Takma isim hiç de boşuna değildir. Göründüğü ilk kitap olan Denizler Altında 20.000 Fersah’ta Nemo tam bir gizem adamıdır. Geçmişi, kökeni hakkında neredeyse hiçbir bilgi verilmez. Okur, karakterle, denizaltısı Nautilus’a zoraki olarak binen üç misafir / tutsak karakter vasıtasıyla tanışır ve genellikle bu karakterlerin gözünden onu tanımaya, tanımlamaya çalışır; romanda tam açıklanmayan sebeplerden, tüm dünya ve insanlık ile ilişkisini kesmiş ve mürettebatıyla birlikte denizler altında izole bir yaşamı tercih etmiştir. Bunu gerçekleştirebilmek için bir denizaltı[1] tasarlayıp inşa edebilecek bilgiye ve yeteneğe sahip, dahi bir bilim adamı ve mühendistir. Son derece entelektüeldir. Birçok dili anadili gibi konuşur. Edebiyat bilgisi muazzamdır. Denizaltısının her tarafı sanat eserleriyle süslüdür. Müzisyendir, büyük ustalıkla org çalar. Bunlar, karakterinin ilk göze çarpan olumlu ve etkileyici yanlarıdır. Romanda bir bölümde, denizin yüzeyinde ne kadar şiddetli fırtınalar koparsa kopsun, denizin altında her daim dinginliğin hüküm sürdüğünden bahsedilir. Nemo’da ise tam tersidir. Nemo kontrollü bir görüntü vermekle birlikte, içinde fırtınalar kopmaktadır. Bu noktada Nemo’nun karanlık tarafı kendisini gösterir. Emperyalizmden nefret eden ve intikam dürtüsüyle hareket eden Nemo, İngiliz bandıralı gemileri batırmakta ve yüzlerce insanın ölümüne sebep olmaktadır. Gözlemden gelen bu bilgiler haricinde, okur Nemo hakkında başka pek bir şey öğrenemez. Nautilus’un zoraki misafirlerinden Profesör Aronnax, Nemo’nun milliyetini öğrenebilmek için onunla sırasıyla Fransızca, İngilizce, Latince ve Almanca konuşur ama Nemo bu dillerin hiçbirine cevap vermez. Sonradan anlaşılacaktır ki Nemo bu dillerin hepsini mükemmel derecede bilmektedir, sadece sessiz kalmayı tercih etmiştir. Dolayısıyla profesörün bu gizem perdesini aralama çabası başarısızlıkla sonuçlanır.
Aslında Nemo’nun bu derece anonim bir şahıs olması biraz da şartlara bağlı olarak ortaya çıkmış bir durumdur.

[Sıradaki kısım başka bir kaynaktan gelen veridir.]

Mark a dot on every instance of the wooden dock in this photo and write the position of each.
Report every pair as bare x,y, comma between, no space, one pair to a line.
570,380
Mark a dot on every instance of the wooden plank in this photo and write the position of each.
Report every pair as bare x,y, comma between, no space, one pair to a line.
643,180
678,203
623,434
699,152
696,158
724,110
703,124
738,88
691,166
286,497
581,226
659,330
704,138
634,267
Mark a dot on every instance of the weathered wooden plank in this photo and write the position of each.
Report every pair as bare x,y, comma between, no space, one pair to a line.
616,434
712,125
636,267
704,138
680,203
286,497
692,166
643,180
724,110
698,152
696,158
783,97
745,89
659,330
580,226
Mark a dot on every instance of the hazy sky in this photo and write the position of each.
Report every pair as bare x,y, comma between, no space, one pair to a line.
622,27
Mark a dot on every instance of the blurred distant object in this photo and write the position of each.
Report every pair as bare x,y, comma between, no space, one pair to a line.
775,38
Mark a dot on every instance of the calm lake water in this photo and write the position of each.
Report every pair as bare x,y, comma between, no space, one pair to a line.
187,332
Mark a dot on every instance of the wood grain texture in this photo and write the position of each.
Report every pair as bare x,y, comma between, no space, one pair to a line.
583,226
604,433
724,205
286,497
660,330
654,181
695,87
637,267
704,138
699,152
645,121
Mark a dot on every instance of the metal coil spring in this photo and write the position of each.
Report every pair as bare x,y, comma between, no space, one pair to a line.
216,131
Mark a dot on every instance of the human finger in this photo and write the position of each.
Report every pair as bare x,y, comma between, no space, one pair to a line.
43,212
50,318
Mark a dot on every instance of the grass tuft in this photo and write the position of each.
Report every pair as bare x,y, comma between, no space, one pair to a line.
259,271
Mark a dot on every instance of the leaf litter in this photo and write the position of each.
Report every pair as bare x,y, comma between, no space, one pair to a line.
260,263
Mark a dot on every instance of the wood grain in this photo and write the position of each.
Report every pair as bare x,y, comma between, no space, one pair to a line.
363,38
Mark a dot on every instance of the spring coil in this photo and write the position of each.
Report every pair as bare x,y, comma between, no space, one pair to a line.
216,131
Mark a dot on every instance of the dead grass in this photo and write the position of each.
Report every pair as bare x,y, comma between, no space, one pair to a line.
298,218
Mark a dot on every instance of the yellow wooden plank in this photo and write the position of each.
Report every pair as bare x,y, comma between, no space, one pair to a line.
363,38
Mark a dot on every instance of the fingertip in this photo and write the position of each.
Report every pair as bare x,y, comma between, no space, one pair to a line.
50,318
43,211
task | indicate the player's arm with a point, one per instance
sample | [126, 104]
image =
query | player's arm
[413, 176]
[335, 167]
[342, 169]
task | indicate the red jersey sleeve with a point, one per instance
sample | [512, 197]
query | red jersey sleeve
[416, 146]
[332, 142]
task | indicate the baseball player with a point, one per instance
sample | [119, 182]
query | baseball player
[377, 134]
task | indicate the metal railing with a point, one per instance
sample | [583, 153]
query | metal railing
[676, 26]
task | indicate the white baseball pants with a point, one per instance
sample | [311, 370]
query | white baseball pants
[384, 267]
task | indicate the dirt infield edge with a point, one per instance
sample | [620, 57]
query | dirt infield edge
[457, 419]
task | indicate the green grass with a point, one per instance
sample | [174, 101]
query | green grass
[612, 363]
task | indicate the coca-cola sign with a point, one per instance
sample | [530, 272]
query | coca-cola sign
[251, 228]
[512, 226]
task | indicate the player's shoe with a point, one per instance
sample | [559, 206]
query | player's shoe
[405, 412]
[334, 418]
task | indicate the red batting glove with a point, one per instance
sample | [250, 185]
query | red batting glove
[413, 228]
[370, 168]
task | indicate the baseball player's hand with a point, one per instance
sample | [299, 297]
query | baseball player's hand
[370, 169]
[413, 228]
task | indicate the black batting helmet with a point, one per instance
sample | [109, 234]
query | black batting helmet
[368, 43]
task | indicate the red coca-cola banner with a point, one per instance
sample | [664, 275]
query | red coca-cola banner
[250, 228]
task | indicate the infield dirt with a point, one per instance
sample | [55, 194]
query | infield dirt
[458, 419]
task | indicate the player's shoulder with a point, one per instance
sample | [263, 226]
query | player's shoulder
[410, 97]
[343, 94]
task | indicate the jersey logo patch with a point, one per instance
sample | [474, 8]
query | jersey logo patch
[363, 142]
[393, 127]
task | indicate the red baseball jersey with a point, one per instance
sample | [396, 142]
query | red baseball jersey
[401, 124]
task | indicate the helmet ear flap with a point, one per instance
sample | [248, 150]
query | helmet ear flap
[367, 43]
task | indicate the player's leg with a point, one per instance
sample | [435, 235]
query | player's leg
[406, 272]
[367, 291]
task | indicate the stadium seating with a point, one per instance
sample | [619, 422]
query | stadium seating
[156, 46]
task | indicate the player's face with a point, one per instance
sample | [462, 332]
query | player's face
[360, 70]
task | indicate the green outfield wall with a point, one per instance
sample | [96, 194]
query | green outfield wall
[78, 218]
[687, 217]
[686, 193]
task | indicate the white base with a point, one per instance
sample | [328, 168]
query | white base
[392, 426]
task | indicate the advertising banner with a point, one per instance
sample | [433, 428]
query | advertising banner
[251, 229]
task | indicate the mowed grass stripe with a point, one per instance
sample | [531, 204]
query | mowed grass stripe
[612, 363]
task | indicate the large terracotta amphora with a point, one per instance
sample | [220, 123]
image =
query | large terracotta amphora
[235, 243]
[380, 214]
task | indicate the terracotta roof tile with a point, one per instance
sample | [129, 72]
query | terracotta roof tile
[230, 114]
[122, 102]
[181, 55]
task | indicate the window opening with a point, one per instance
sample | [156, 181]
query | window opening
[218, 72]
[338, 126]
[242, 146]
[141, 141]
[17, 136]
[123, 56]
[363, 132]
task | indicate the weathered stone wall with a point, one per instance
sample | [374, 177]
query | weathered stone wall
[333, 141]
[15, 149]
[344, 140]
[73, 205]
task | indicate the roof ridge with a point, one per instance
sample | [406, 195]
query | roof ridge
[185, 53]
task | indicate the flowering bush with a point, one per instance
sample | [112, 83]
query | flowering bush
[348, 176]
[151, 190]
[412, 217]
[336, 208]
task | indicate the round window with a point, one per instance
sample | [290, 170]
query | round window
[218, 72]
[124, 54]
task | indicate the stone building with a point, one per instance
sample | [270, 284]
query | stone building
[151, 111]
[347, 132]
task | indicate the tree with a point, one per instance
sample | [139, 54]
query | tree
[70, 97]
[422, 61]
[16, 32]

Verne esasen Nemo’yu, ailesi Ruslar tarafından öldürülmüş bir Polonyalı soylu olarak düşünmüş fakat Fransa-Rusya ilişkilerine kötü etki edeceğinden korkan editörü tarafından vazgeçirilmiştir. Böylelikle Nemo etnisiteden ve milliyetten bağımsız, tam bir “hiç kimse”ye, tanımsız bir karaktere dönüştürülmüştür. Fakat romanın okura vermek istediği hissiyat açısından bunun oldukça yerinde olduğu söylenebilir. Kendisini tüm insanlıktan soyutlamış, toplum dışı bir kişi olarak Nemo bu anonimlik sayesinde, sürgün, izolasyon, özgürlük, tam bağımsızlık, mevcut dünyayı reddediş ve her şeyden vazgeçiş gibi kavramların vücut bulmuş hâli olmuştur.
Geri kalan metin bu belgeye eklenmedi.